Safe Exploration: Generalized safe RL (GSE) formalized as a CMDP with pointwise high-probability constraints, solved with the MASE meta-algorithm using uncertainty quantifiers and surrogate rewards (Wachi et al., 2023).
Minimum Discounted Reward for Reachability: Adapting discounted-reward value iteration for Hamilton–Jacobi PDEs and backward reachable set computation, enabling unique fixed points and model-free RL methods for control-theoretic safety (Akametalu et al., 2018).

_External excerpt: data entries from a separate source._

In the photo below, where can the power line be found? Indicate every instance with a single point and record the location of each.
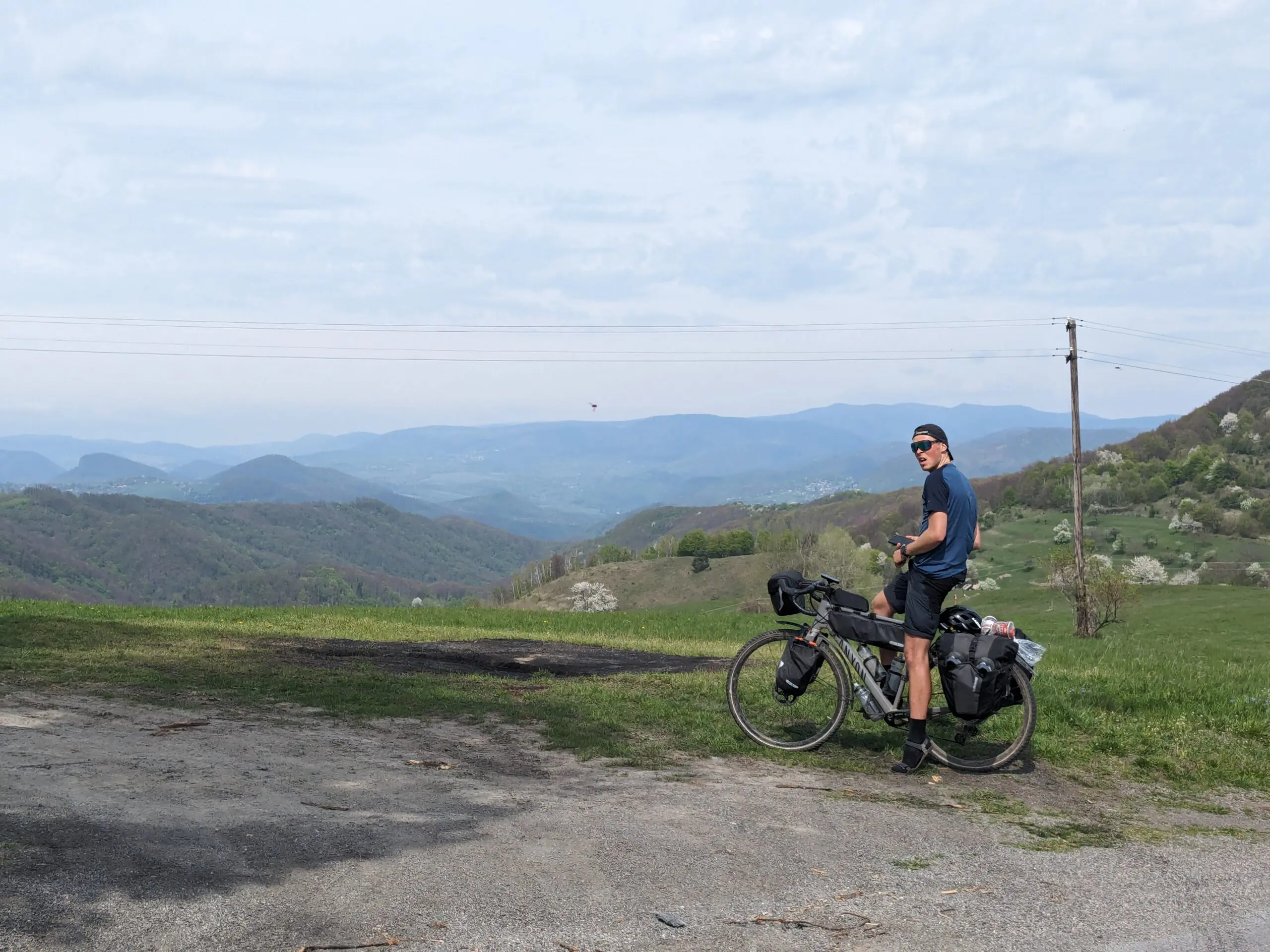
(346, 350)
(1171, 338)
(436, 328)
(618, 357)
(1122, 362)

7. The Impact of RL Formulation on Learning and Deployment

Precise RL formulation is pivotal for bridging research and practical deployment. Well-chosen design principles (normalization, episode randomization, action-penalization, randomized targets) can lead to orders-of-magnitude improvements in sample efficiency, convergence robustness, and transfer fidelity to physical hardware in industrial controls and complex manipulation (Schäfer et al., 26 Mar 2025, Molaei et al., 5 Oct 2025). In LLMs, new RL formulations provide theoretical foundations for token-level surrogate objectives and stabilization regimes that control discrepancies and policy staleness, ensuring stable on-policy and off-policy RL training at scale (Zheng et al., 1 Dec 2025).

In summary, the RL formulation not only specifies the learning problem but critically determines theoretical tractability, algorithmic viability, and empirical success. Current research consistently demonstrates that rethinking and formalizing the RL problem to match task realities is a central driver for progress, from multi-objective fairness and distributional robustness to reliable performance and safe deployment (Park et al., 2024, Clavier et al., 2022, Farhi, 20 Oct 2025, Schäfer et al., 26 Mar 2025, Wachi et al., 2023, Zheng et al., 1 Dec 2025).